The agent showed us into her office. Her name was Sankari according to the nameplate on her desk which we gathered round as Lobo began to paint his entrepreneurial vision. I didn't know he still had it in him, but on the other hand it shouldn't have been a surprise given his background. He said he was going to create a menswear internet site like nothing the world had ever seen. Guys would key their measurements into their smartphones along with their credit card numbers, and the instant the charge was approved, the machines in the factory would cut the suit — here Lobo snapped his fingers to indicate how fast things would happen — the machines would piece the suit together (snap!), wrap it in a classy bag (snap!), hook it onto a delivery drone (snap!), and the customer gets his made-to-measure outfit within minutes — “a couple hours, tops!”

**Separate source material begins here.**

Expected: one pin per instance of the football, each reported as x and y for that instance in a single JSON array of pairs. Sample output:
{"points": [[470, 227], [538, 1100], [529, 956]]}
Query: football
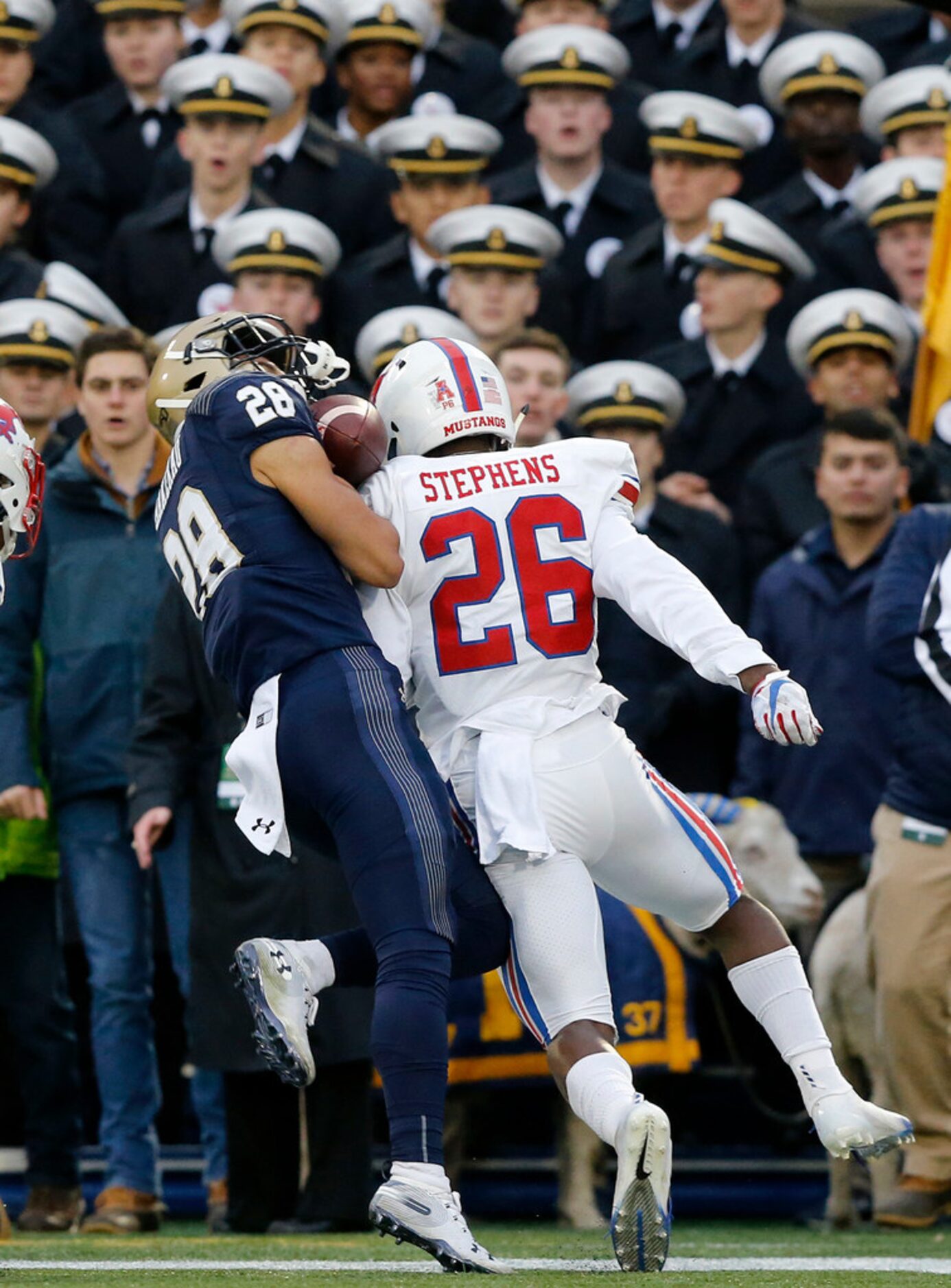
{"points": [[353, 436]]}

“That’s an interesting idea,” said Sankari.
“First we need funding,” said Lobo.
Lobo had more ammunition. He recounted his industry experience as a VP in his family’s clothing empire. Then he told how during his current “sabbatical” he hadn’t forgotten how to do business. “One of my tricks,” he said, “is to promise to deliver a suit to someone, but get the money up front and then never deliver. Bastards are still waiting for their suits, ha ha!”
“But for your website, you would have to deliver the suits,” said Sankari, a bit ruffled.
“Of course,” said Lobo. “But we need funding to get started.”
“How much will you raise from private sources?”
“First we visit my dad,” said Lobo. “Write this down,” he told Cindy. “Anyone who has money, we'll go there. First we use the funding to get ourselves some business duds and also a nice car that will impress the marks.”
“You’ll have to get your licence back,” Cindy reminded him.
“First I get my licence back,” he said.
Cindy copied all these points onto a notebook on her phone, her fingers moving over the keys like a whirlwind as Lobo recited an elaborate plan to visit every name in the Who’s Who. “And in case anything happens to us,” Lobo concluded, “we’ll draw up a will. Write this down: Tony Javelin will inherit the entire business.”